Key Findings of the Report:

  1. Jobless workers faced unacceptable delays in getting needed benefits while bills piled up and stress increased. Nearly 40% of claimants faced excessive delays (over 30 days) in getting their first UI payment, with nearly 1-in-6 jobless workers facing waits of 3 months or longer.
  2. In the majority of cases, employers failed to inform respondents that they might be eligible for UI; sometimes actually discouraging them from applying — both violations of Maine law. Maine law requires employers to give workers a printed notice of how to claim unemployment benefits when they become unemployed. Yet more than half (54.3%) of all respondents did not receive that required information. Of even greater concern, almost 1-in-12 respondents reported that their employer actually discouraged them from filing for UI benefits, in direct violation of Maine law.
  3. The majority of respondents relied on help from trusted sources, other than the Department of Labor, to navigate the UI system. Throughout the pandemic, worker and community groups put aside other pressing responsibilities to help anxious and confused constituents navigate a system intended to be their lifeline when unemployed.
  4. UI benefits fail to meet the needs of families with children. Maine law currently provides an additional payment of $10 per dependent child up to a maximum of 50 percent of the worker’s weekly benefit amount. This child benefit has not increased for over three decades, while the cost of raising a child has increased dramatically over that period. Of UI recipients who received the child benefit (about 1 in 6 respondents), the vast majority (82%) stated that it was inadequate to help support their child(ren). A family of 4 with two dependent children, receiving an average state UI benefit (with no federal PUC enhancement) got an amount leaving them 35% below the federal poverty line.
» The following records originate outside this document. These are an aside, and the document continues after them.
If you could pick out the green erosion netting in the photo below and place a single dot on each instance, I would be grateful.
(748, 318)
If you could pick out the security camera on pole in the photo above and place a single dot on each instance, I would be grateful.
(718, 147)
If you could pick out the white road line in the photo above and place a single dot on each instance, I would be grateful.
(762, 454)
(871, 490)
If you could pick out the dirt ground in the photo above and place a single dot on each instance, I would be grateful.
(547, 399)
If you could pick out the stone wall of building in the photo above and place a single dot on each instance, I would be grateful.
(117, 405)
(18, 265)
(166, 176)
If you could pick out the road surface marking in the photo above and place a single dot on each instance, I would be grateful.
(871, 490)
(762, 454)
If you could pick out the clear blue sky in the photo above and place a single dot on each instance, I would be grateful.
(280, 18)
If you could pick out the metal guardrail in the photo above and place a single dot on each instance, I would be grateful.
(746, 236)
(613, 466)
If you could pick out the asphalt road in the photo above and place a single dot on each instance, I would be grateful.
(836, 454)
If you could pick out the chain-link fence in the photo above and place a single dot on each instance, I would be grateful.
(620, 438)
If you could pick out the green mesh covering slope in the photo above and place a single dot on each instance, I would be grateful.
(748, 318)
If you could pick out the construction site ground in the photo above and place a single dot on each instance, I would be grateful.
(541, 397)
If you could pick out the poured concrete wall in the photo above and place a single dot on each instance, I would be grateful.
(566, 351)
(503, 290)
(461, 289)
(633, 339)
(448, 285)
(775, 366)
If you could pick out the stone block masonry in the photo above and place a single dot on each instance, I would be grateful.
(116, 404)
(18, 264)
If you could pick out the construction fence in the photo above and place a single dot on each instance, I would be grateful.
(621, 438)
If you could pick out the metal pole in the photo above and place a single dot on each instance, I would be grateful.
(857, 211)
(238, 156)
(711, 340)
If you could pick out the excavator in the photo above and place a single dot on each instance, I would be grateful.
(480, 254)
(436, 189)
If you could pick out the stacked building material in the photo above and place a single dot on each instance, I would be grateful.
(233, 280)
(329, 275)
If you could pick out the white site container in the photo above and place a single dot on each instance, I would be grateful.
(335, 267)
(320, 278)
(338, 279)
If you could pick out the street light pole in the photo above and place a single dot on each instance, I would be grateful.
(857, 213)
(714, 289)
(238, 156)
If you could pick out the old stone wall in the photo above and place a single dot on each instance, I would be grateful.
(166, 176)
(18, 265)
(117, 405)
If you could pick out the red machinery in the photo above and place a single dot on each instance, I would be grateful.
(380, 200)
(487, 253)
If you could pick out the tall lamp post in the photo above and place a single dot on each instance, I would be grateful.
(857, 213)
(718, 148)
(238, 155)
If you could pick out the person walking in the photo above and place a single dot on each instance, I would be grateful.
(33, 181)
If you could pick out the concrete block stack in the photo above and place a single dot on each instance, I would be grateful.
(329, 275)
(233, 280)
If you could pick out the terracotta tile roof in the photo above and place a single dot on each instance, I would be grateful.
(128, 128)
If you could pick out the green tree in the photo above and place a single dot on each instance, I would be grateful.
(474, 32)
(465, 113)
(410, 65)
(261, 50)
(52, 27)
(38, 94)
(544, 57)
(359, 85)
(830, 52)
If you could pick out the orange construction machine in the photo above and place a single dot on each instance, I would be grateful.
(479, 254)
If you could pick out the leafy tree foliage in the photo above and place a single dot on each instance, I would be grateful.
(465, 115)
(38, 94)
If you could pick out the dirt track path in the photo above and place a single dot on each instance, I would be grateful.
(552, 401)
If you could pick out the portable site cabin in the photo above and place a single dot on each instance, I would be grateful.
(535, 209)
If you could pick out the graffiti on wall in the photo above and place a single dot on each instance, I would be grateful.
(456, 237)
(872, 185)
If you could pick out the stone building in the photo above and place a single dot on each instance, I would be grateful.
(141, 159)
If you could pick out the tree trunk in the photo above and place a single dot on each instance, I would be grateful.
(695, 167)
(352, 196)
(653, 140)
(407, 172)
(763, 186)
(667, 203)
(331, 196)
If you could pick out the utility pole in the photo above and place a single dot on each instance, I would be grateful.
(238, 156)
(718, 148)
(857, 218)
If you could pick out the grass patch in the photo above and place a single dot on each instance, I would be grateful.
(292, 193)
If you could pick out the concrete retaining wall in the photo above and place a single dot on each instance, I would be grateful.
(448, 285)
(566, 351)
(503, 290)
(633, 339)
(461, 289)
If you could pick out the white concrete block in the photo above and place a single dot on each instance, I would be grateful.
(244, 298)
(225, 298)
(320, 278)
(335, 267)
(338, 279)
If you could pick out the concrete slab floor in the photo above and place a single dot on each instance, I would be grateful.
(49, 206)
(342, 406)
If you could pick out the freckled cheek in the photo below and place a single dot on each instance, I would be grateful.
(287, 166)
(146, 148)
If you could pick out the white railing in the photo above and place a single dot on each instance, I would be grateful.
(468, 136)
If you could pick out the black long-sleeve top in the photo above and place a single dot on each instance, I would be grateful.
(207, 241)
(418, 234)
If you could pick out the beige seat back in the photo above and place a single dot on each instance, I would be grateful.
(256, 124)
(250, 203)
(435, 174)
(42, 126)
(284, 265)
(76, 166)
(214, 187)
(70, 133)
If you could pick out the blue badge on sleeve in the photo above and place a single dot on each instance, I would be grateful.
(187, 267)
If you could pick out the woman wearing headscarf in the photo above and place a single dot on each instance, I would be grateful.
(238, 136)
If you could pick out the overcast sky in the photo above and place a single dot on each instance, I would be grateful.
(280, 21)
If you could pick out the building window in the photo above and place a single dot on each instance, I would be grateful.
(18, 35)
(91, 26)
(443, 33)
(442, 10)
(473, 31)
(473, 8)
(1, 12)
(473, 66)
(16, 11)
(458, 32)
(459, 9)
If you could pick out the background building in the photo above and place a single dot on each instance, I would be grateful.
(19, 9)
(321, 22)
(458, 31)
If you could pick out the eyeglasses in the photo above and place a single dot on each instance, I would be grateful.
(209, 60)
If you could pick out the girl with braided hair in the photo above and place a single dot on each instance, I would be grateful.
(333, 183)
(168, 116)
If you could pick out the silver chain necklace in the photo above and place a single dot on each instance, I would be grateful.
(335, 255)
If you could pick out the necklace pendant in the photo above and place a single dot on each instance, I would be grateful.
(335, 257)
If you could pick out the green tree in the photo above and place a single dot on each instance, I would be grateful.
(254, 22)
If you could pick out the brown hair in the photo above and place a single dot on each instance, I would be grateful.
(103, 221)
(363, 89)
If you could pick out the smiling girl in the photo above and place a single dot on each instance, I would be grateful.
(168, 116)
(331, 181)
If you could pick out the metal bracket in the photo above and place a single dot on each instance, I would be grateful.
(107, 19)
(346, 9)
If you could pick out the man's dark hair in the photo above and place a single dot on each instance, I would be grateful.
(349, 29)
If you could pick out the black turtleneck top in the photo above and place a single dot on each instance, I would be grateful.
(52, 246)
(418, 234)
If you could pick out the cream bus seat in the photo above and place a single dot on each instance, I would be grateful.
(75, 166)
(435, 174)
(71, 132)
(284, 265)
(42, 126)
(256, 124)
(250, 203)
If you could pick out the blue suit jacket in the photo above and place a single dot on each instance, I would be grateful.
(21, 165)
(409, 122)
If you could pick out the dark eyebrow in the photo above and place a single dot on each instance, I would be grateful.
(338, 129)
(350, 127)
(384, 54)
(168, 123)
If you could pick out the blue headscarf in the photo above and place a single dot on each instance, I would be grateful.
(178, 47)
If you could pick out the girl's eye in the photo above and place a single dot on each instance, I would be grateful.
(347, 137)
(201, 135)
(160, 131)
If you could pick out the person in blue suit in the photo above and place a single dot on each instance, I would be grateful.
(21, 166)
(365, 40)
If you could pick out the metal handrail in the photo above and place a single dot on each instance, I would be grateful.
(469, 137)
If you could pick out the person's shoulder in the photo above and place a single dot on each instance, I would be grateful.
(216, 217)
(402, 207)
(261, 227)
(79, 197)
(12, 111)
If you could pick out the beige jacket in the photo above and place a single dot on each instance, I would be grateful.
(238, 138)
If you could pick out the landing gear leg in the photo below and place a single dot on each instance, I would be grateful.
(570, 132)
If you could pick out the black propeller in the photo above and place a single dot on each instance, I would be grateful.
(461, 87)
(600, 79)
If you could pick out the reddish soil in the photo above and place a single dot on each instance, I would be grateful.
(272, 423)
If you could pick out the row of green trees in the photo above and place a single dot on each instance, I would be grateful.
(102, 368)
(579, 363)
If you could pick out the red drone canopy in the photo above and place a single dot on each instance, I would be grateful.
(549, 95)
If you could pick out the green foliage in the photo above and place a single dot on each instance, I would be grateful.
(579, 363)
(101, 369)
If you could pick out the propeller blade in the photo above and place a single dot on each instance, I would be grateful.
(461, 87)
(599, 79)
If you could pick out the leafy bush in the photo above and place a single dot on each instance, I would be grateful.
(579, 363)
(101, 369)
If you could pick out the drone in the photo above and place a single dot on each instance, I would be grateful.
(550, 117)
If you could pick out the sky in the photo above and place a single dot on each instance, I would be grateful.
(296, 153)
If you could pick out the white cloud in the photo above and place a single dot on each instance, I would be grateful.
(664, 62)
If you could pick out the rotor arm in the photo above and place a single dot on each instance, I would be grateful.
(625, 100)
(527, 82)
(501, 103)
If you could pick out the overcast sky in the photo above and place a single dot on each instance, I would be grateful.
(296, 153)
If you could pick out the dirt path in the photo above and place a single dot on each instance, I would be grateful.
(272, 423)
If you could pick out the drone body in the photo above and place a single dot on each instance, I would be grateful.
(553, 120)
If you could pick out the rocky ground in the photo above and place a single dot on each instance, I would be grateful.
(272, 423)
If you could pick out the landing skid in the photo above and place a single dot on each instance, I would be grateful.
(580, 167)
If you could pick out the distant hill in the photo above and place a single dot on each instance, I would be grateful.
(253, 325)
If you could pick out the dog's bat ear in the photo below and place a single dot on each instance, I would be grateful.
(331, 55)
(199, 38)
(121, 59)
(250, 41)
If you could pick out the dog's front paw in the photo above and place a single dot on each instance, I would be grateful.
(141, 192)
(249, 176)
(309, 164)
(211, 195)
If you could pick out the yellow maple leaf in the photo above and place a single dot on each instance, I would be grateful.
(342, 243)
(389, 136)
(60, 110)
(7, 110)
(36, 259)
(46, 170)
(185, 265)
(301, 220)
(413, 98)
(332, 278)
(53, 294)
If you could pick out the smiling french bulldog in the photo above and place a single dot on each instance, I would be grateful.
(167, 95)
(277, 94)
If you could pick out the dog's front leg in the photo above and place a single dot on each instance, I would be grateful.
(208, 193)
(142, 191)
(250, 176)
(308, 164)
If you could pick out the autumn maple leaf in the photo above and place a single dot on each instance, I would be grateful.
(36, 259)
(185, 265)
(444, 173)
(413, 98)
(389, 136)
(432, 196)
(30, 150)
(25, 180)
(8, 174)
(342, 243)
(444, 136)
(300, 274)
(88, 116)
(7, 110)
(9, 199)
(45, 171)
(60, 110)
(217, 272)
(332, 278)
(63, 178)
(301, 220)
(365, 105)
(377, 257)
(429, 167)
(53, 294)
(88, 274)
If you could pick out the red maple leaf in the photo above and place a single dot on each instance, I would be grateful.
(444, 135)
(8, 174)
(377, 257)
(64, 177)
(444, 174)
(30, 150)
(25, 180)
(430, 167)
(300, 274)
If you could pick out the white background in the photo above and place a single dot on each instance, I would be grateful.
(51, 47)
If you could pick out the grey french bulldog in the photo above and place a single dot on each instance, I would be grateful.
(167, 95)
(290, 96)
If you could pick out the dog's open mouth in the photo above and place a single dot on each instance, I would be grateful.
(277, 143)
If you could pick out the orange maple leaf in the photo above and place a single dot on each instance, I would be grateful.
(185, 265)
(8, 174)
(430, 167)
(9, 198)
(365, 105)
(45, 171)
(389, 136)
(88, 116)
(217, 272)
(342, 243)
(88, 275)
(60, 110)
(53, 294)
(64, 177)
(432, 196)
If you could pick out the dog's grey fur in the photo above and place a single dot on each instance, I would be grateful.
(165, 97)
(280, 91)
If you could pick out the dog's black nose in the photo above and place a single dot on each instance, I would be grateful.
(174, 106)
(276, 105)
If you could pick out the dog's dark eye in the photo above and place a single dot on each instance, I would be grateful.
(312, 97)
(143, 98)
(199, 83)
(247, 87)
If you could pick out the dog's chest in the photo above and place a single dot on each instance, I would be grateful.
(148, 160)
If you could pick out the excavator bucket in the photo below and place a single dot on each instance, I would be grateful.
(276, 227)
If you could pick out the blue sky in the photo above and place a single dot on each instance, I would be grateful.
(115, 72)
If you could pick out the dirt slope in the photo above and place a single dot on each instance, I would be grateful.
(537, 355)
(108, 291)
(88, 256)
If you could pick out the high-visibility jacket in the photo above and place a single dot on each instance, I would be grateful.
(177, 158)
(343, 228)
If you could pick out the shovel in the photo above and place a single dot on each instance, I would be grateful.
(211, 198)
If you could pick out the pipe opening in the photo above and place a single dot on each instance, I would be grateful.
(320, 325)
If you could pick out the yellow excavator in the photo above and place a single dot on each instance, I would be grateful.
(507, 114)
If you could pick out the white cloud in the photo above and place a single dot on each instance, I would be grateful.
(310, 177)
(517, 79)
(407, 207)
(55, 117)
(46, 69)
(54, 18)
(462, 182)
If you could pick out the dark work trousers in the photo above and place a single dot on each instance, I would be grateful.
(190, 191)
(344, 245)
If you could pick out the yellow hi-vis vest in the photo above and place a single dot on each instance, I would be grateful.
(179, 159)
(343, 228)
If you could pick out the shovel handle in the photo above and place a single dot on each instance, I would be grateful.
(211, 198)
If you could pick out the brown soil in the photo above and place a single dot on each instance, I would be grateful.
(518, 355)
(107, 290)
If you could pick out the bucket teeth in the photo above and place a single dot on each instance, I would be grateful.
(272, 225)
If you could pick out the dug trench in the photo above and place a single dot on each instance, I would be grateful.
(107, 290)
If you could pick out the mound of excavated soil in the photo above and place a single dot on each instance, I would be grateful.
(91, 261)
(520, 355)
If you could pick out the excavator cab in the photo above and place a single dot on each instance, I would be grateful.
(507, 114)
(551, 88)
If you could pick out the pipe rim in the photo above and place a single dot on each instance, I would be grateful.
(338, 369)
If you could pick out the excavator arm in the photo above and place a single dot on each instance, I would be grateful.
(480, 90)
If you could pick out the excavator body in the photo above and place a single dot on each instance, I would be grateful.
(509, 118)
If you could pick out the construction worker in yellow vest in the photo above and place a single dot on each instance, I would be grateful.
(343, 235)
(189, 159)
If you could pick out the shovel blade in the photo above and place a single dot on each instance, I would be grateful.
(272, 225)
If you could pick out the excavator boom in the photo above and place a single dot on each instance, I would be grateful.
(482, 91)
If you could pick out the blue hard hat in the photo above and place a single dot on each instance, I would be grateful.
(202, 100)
  5. The Pandemic Unemployment Assistance Program (PUA) has provided welcome help to workers historically shut out from the UI system who were forced to leave a job for compelling family reasons. One-quarter of respondents who were disqualified for leaving a job did so under challenging family circumstances. Under the regular state UI program, these individuals would lose both their jobs and UI benefits since leaving a job would be deemed due to “personal” reasons. Federal PUA provided these families with benefits when the job leaving was Covid-related, like loss of child care.
  6. UI is ill-equipped to protect workers increasingly facing part-time and unpredictable work schedules. Respondents whose hours were reduced were asked why they did not receive partial UI. The largest share (40%) reported that they didn’t know that partial benefits were available. Another 9.3% indicated that their employer told them that they were not eligible.
  7. Workers experiencing the harsh realities of this broken system are best positioned to help reform it. The most common recommendation of respondents was to hire more staff to answer calls and make prompt benefit determinations. Next most frequent was a call for improved communications related to program rules and procedures, followed closely by the need for better worker training to ensure accurate and consistent responses to questions. A significant number of respondents also asked that technology be improved to make the system more accessible and efficient.